True Detective

Murder Victim’s Smartphone Unlocked with 2D Printing

2D Printing

After 3D printed fingers failed to unlock a murder victim’s smartphone, researchers resorted to using traditional 2D printing instead.

All3DP previously reported on this intriguing case, asking whether 3D printed fingerprints can unlock a victim’s smartphone. Turns out they can’t.

Instead, a team from Michigan State University, led by professor Anil Jain, went back to basics and simply used a 2D image to break into the phone.

Ultimately, the reasons for the failure of the 3D print came down to the poor quality of the original fingerprint image kept in police files.

Luckily for the team, the phone didn’t require a password after a failed fingerprint attempt so they could continue to try out different options.

Earlier this year, Jain and his team published a technical report detailing the 2D method and showing how anyone could unlock a phone with a high-quality fingerprint, a regular inkjet printer, and some conductive paper.

Going Back to Basics with 2D Printing

The way in which smartphone fingerprint scanners work is that the ridges in your fingers close small electrical circuits, meaning that standard plastic couldn’t unlock the phone.

In an attempt to spoof the sensor, the team 3D printed model fingers on a $250,000 3D printer, and then used a $600,000 machine to apply a coating of a conductive metal onto the models. But they just didn’t work because the source scans weren’t detailed enough.

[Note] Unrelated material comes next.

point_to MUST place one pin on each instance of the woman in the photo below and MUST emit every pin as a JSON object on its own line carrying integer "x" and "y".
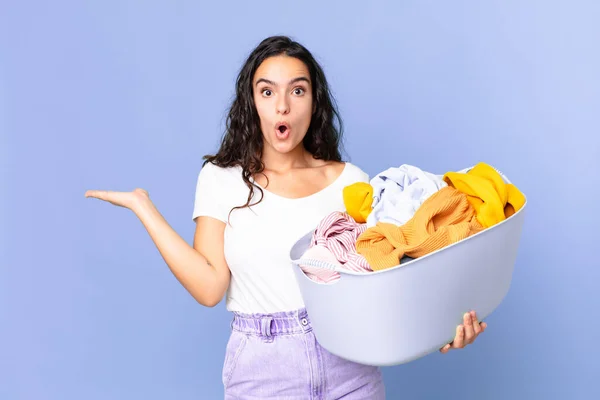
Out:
{"x": 277, "y": 173}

Thankfully, the team had their 2D backup option ready to try out after 3D printed attempt failed. Using an image enhancement algorithm, the team filled in broken lines in the print and managed to successfully unlock the Samsung Galaxy S6 involved in the investigation.

Even though unlocking the phone is useful for the police, Jain spoke out about the simplicity being used for negative reasons. He said: “Hopefully the phone companies are watching this and they will make fingerprint devices more robust against such simple attacks.”